Big Canoe POA Primary Election – Practical Guide to the 4-Vote Ballot

Prepared by B.O.B. (Big Canoe Oversight Bot)

1. Purpose

To help every property owner understand how the “four votes per voter” primary really works and what simple steps maximize the impact of your choice.


2. How the 4-Vote Primary Works (Quick Refresher)

Fact: You may mark up to four of the six names.
What it means in practice: All marks carry equal weight—there is no ranking.

Fact: The top four raw vote-getters move on to the general election.
What it means in practice: Even one extra mark for a rival adds to their total and can bump your favorite downward.

Fact: Coordinated “slates” can ask their supporters to mark the same four names.
What it means in practice: That concentrates votes and makes it harder for independents to break through.


3. Key Takeaways (Plain English)

  1. More marks ≠ more power.
    If you give out all four votes, you’re also helping three people you might not really want.
  2. Bullet voting (marking only your true favorite) never hurts that favorite.
    Leaving boxes blank can only help close the gap.
  3. Coordinated groups love the 4-vote format.
    With a slate, 100 supporters can generate up to 400 votes—a huge head-start.
  4. Individual voters can level the field by withholding surplus votes unless they’re genuinely happy to support those other names.

4. Simple Recommended Strategy

Decide whose name you’d truly like to see on the final ballot—then mark only that name (or names).

  • One favorite? Mark one box.
  • Two genuine favorites? Mark two boxes.
  • Unsure about the rest? Leave them blank; you do not have to use all four.

This approach maximizes the weight of every mark you do cast and prevents accidental boosts to rivals or slate candidates.


5. Longer-Term Policy Note

The four-vote primary structure inflates slate power and forces defensive bullet-voting. After this election, members may wish to discuss fairer alternatives (single-vote primary, ranked-choice tally, or skipping a primary when only two seats are open).


Appendix A – “Why Bullet Voting Works” (for the math-curious)

(Skip this section if you’re happy with the plain-language guide above.)

Example Setup
100 voters. Your favorite has 30 loyal supporters. The other five candidates share the other 70 voters.

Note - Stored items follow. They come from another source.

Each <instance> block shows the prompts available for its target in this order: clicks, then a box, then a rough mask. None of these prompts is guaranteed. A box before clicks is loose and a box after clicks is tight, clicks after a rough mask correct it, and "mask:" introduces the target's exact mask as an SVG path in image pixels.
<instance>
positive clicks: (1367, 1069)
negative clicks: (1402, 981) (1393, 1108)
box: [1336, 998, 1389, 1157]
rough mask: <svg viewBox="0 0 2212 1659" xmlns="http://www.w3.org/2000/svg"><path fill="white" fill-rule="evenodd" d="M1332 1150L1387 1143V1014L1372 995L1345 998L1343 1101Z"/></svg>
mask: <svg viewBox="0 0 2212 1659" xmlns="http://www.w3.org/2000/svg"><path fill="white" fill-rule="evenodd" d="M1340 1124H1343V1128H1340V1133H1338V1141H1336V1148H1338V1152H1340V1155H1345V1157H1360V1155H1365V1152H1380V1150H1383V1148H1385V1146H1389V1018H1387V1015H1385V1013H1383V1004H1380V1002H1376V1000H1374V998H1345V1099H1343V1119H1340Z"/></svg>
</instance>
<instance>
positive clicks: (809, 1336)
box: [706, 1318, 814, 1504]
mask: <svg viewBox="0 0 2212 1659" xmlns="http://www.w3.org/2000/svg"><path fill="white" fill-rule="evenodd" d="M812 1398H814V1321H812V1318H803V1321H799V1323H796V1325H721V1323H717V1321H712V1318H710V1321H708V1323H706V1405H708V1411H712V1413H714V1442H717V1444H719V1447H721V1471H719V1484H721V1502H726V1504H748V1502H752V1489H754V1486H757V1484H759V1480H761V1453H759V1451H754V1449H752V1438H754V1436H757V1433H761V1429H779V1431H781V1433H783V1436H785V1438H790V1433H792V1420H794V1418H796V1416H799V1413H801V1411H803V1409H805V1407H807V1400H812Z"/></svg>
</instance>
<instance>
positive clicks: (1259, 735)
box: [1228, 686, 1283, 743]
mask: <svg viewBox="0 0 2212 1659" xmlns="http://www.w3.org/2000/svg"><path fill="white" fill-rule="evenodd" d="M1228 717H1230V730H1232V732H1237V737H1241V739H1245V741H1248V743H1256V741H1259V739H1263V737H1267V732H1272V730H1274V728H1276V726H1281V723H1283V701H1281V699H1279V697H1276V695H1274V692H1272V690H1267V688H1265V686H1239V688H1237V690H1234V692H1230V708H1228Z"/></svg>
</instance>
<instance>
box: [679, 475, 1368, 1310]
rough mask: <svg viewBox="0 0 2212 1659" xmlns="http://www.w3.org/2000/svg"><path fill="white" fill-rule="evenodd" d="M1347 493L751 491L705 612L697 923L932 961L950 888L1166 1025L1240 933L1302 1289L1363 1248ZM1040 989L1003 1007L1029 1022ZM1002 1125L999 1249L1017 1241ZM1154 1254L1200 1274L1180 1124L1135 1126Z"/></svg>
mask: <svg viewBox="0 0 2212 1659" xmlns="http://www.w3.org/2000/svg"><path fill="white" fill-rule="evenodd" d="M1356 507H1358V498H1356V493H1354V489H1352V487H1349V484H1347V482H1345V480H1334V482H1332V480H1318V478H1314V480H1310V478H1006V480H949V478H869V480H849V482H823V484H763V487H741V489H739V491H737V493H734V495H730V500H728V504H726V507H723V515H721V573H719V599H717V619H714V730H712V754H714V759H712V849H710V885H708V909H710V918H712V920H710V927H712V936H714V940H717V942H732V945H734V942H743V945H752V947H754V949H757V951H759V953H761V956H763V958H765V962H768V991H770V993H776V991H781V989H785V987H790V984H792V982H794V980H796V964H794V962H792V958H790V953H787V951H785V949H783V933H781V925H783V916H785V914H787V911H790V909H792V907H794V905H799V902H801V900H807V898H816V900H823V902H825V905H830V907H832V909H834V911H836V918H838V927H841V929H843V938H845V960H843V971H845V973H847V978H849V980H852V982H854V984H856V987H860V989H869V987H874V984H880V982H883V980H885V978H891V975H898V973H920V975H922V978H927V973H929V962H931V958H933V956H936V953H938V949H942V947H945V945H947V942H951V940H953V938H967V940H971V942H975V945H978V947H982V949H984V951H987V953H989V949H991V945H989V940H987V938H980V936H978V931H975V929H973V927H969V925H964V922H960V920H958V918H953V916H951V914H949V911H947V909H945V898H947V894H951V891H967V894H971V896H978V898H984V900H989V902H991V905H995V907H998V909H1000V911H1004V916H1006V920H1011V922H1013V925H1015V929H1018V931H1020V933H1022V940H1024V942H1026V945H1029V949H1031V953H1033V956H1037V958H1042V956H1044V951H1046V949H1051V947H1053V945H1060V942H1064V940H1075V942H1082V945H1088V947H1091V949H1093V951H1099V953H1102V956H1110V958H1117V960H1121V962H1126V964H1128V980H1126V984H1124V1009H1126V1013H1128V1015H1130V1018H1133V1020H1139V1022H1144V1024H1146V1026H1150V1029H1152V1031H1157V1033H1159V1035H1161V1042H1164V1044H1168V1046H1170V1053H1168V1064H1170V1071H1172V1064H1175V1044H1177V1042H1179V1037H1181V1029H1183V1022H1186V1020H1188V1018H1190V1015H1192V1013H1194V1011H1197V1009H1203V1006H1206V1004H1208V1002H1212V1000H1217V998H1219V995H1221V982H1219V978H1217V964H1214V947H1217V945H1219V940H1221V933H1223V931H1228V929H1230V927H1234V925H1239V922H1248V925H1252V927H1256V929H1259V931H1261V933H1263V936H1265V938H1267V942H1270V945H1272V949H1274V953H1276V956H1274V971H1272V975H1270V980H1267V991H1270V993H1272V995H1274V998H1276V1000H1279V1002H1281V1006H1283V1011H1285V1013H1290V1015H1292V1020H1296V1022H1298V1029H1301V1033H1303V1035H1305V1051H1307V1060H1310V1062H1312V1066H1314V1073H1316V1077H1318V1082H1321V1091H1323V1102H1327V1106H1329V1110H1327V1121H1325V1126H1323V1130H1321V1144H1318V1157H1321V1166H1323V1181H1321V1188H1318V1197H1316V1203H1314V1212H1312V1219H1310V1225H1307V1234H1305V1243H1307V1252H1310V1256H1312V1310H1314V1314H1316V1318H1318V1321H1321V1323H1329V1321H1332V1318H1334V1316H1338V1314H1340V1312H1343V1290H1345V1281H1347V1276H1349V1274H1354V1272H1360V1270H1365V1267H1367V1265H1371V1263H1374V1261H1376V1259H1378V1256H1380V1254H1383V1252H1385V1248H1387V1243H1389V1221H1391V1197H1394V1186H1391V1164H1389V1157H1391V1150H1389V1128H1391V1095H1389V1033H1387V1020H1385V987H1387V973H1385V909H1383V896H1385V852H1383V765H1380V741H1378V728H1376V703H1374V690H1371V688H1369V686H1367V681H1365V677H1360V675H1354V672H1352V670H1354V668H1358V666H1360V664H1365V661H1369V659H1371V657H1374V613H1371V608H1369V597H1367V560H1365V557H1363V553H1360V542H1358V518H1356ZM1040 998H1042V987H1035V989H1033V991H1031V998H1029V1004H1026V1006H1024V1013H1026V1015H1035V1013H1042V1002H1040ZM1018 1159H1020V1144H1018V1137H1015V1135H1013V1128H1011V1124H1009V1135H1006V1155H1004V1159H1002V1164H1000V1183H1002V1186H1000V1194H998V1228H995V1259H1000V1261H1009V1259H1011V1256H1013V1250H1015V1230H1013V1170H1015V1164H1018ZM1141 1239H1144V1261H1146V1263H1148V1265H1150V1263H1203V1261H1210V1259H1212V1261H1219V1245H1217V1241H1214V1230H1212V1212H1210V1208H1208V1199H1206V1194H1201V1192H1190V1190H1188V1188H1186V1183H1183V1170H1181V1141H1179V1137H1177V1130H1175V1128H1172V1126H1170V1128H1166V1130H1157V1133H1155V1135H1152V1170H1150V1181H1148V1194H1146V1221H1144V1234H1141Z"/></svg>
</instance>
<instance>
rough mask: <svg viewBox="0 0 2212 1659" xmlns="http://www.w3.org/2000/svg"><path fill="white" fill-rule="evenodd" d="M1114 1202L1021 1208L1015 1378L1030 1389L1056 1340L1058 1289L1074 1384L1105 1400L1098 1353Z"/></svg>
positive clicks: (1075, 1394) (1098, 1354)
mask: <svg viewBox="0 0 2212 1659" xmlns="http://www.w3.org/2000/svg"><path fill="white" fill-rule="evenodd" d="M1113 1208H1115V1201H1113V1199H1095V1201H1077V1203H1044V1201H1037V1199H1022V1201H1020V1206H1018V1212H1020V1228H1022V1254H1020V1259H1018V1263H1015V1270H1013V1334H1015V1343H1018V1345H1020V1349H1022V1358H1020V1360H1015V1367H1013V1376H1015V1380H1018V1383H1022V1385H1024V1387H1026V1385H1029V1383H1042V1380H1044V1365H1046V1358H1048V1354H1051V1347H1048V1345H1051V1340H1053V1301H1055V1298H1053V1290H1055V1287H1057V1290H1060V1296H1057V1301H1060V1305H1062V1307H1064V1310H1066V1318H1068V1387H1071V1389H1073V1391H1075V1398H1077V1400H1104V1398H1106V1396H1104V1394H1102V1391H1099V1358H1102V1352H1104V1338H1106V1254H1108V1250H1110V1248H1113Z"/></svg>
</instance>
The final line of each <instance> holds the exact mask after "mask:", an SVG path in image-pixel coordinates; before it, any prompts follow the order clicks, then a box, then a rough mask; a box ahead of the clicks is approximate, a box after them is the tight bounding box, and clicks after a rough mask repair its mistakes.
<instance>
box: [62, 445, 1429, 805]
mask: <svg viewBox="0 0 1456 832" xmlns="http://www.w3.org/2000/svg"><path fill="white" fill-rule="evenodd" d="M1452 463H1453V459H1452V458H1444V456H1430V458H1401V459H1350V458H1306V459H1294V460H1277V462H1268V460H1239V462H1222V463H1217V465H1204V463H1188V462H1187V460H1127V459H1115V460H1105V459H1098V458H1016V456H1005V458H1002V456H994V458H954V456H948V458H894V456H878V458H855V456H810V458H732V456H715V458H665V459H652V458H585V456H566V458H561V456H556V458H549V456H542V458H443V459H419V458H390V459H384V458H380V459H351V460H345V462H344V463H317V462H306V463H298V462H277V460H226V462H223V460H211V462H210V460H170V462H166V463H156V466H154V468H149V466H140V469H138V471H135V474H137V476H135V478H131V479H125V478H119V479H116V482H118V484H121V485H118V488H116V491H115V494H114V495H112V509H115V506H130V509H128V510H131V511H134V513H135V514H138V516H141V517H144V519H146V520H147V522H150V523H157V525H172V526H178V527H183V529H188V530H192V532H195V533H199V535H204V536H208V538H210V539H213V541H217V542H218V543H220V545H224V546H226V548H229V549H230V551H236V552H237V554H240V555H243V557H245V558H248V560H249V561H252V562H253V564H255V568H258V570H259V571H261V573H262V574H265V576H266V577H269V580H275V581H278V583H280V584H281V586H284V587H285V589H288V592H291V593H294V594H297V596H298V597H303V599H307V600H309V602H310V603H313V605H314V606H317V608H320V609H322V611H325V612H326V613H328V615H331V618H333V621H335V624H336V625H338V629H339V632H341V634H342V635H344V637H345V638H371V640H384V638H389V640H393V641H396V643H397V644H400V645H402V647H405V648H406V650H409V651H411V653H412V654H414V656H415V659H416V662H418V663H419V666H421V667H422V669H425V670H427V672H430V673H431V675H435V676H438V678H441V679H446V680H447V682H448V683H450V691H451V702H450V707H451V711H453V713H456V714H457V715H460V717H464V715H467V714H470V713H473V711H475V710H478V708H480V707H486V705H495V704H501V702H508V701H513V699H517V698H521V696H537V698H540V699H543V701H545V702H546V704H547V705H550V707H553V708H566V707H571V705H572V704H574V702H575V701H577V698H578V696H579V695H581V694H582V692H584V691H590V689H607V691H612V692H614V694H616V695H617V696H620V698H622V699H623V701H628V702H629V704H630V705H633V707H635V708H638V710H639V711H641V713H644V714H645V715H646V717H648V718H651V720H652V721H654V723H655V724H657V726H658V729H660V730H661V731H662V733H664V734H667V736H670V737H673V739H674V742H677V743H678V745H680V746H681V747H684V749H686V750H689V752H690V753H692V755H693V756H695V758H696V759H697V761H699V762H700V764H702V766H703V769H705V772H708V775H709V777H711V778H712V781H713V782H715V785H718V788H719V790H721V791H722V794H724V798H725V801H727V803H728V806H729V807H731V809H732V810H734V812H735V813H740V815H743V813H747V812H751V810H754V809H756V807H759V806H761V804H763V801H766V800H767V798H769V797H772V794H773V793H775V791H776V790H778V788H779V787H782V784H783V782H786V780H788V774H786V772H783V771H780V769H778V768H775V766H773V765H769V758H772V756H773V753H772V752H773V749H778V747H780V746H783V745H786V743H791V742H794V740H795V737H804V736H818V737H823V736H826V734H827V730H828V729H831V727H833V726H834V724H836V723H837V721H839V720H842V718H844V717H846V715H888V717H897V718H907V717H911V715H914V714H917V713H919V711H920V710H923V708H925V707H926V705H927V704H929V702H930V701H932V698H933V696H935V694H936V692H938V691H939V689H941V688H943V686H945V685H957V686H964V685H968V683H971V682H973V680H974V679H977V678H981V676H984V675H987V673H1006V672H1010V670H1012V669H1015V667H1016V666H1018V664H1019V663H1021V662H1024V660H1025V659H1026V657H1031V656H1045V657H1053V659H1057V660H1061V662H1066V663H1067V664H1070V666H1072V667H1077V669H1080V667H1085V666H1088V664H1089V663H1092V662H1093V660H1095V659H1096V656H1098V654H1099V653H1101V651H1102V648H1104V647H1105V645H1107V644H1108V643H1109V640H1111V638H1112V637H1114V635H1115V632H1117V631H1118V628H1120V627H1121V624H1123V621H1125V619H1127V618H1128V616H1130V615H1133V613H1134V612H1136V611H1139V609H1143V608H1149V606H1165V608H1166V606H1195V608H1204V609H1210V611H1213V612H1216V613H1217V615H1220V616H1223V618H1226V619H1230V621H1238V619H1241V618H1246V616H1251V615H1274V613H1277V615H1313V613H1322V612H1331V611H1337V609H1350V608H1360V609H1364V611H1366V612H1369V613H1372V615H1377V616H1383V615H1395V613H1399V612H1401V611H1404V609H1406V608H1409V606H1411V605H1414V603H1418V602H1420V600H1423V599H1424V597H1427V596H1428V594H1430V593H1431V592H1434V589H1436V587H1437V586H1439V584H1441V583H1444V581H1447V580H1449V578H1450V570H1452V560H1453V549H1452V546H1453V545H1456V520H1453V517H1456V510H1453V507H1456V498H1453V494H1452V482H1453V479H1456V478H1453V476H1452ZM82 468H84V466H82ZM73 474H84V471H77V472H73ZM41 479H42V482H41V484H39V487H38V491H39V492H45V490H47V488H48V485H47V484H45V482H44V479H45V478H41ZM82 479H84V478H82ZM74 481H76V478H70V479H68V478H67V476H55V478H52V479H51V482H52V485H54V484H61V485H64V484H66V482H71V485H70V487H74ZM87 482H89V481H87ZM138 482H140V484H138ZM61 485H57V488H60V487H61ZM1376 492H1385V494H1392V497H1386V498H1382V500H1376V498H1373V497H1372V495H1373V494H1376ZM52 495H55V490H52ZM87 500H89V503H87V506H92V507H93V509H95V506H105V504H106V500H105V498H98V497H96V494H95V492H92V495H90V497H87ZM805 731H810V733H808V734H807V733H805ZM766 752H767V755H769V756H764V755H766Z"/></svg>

Outcome if every supporter uses all 4 votes
Each of those 70 voters marks four names, flooding the totals. Your favorite ends up last by ~40 votes.

Outcome if supporters bullet-vote only their favorite
Those same 30 supporters cast just one mark each. Every rival now gets about 15–25 fewer votes. Your favorite still has 30, but the gap shrinks by nearly 50 %—sometimes enough to slip into 4th place.

Why it can’t backfire
Giving a rival an extra mark always raises their total by +1 while your favorite stays the same. Withholding keeps the numbers where they are. So bullet voting can only help or leave things unchanged—it can’t hurt.

Share this guide with neighbors who plan to vote. The simpler everyone understands the rules, the fairer the outcome will be.


Add-On: Direct Confirmation From POA Leadership

To remove any lingering doubt about bullet-voting, listen to the POA’s own words in the July 2025 Board meeting recording (log in → POA → Meetings → Videos → July 2025 Board Meeting).

At the 51:48 mark, President Terry Stewart states:

“Up to four. You don’t have to vote for four.”

At 51:51, Board member Mark Green affirms:

“That is correct. Up to four.”

And at 51:53, Stewart reiterates:

“Up to four. No more than four.”

Translation: the rules explicitly let you cast fewer than four marks. Every extra check you add beyond the one or two names you truly support dilutes your own impact—exactly what slate organizers hope you’ll do.

Vote smart this primary. Cast only the votes that count for you—no more, no less.